Faisant référence au grand théoricien de la communication Marshall McLuhan, Dominique Wolton sonde dans son dernier ouvrage les évolutions actuelles des médias. Dans McLuhan ne répond plus - Communiquer c'est cohabiter (éditions de l'Aube, février 2009), le directeur de l'Institut des sciences de la communication au CNRS s’entretient avec Stéphane Paoli, journaliste, et Jean Viard, sociologue. "Les progrès de la technique, loin d’accoucher d’un village global comme le pensait McLuhan, nous plongent dans la tour de Babel", affirme Dominique Wolton dans une interview proposée par Laurent Larcher pour La Croix.
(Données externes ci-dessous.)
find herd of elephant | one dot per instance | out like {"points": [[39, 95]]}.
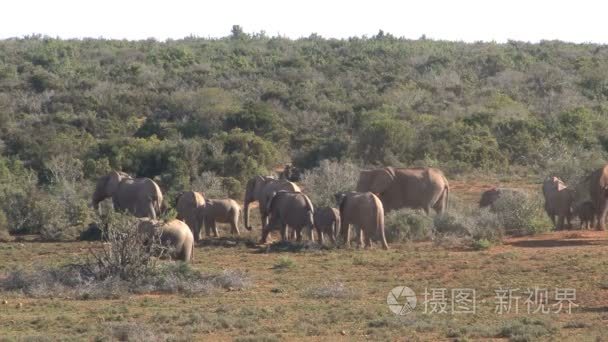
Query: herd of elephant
{"points": [[282, 206], [588, 200]]}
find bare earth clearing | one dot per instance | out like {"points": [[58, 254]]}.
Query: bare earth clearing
{"points": [[285, 304]]}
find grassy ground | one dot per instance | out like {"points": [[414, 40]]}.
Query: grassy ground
{"points": [[330, 294]]}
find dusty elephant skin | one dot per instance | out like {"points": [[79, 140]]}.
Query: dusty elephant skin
{"points": [[327, 222], [586, 213], [365, 212], [416, 188], [598, 190], [139, 196], [187, 205], [175, 234], [222, 211], [558, 201], [261, 189], [289, 209]]}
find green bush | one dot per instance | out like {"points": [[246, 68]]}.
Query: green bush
{"points": [[407, 225], [475, 228], [4, 235], [520, 213], [323, 182]]}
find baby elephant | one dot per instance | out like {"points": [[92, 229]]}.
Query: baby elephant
{"points": [[327, 221], [222, 211], [586, 213], [289, 209], [365, 212], [174, 234]]}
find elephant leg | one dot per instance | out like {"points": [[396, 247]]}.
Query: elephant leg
{"points": [[293, 234], [368, 241], [319, 235], [197, 233], [214, 229], [552, 218], [560, 222], [361, 237], [265, 232], [345, 232], [207, 227], [284, 232], [332, 234], [234, 228]]}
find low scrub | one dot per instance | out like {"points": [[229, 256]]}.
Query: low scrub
{"points": [[520, 213], [76, 281], [332, 290], [407, 225], [478, 229]]}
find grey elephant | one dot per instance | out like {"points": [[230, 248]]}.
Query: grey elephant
{"points": [[365, 212], [260, 189], [598, 190], [415, 188], [187, 205], [289, 209], [174, 234], [219, 211], [558, 201], [291, 173], [139, 196], [327, 222], [586, 214]]}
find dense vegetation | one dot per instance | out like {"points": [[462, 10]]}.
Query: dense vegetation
{"points": [[70, 110]]}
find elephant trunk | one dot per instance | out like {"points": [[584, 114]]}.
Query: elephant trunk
{"points": [[246, 214]]}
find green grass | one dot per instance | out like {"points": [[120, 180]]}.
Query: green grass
{"points": [[326, 295]]}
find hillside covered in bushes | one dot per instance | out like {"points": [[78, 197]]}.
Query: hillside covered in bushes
{"points": [[211, 113]]}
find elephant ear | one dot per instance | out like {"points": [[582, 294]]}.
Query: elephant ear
{"points": [[309, 203], [341, 199], [381, 180], [112, 182], [270, 201]]}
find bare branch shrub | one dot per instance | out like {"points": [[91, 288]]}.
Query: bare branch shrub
{"points": [[329, 178]]}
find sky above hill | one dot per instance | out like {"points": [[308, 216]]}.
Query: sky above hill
{"points": [[462, 20]]}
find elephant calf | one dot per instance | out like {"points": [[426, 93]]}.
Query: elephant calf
{"points": [[558, 201], [222, 211], [289, 208], [327, 221], [586, 213], [187, 204], [174, 234], [364, 210]]}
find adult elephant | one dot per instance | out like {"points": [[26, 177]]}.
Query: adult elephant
{"points": [[188, 203], [174, 234], [365, 211], [261, 189], [222, 211], [139, 196], [289, 208], [559, 200], [327, 222], [598, 190], [416, 188]]}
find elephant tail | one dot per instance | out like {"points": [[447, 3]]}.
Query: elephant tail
{"points": [[380, 221], [337, 223], [446, 199]]}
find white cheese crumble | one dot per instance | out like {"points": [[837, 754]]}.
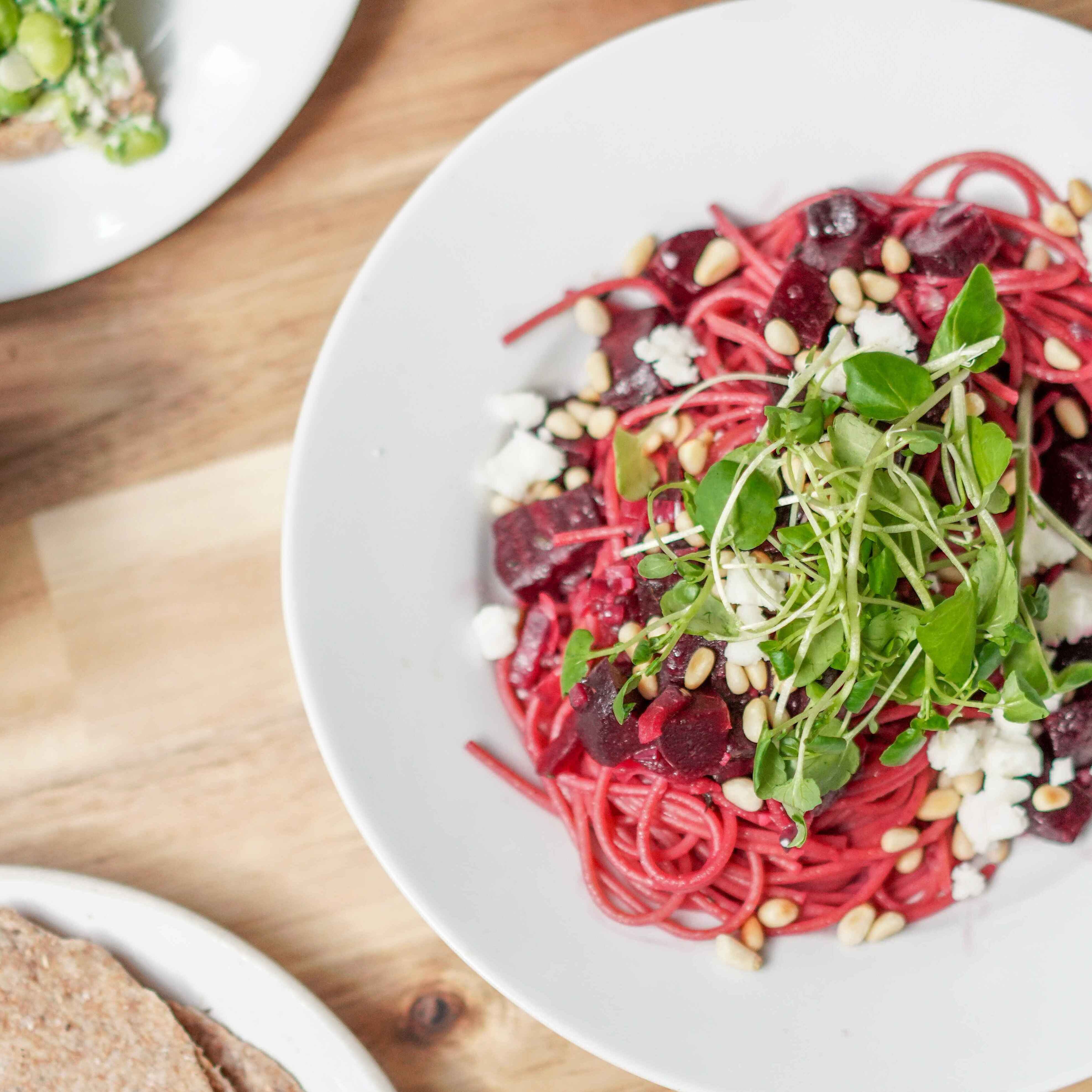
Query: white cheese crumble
{"points": [[1071, 614], [1063, 771], [968, 883], [520, 463], [886, 332], [671, 350], [1042, 548], [524, 409], [495, 628]]}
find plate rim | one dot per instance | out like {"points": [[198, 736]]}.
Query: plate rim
{"points": [[168, 911]]}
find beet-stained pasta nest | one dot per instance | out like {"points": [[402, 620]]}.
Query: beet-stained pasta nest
{"points": [[804, 618]]}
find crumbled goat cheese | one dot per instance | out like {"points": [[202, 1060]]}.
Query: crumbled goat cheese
{"points": [[887, 332], [1071, 614], [968, 883], [1063, 771], [746, 652], [1042, 548], [520, 463], [671, 351], [495, 628], [524, 409]]}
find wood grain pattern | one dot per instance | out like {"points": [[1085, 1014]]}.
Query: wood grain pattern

Depuis les années 1970 et ses premiers travaux sur les rapports entre la communication, la société, la culture et la politique, le chercheur s’efforce de penser cette tour de Babel. Le directeur de la revue Hermès explicite son projet dans la présentation de son livre : "Ce qui m'intéresse dans la communication, dans la mesure où elle ne réussit pas toujours, puisque l'émetteur est rarement en ligne avec le récepteur, c'est de pouvoir gérer ce décalage. C'est parce que celui-ci existe que l'on se parle, se répond." Tout en revenant sur son parcours, Dominique Wolton défend sa conception de l’espace public et plaide pour les grands médias généralistes, qui comme la télévision, ont selon lui la mission de créer du lien social, de la "collectivité".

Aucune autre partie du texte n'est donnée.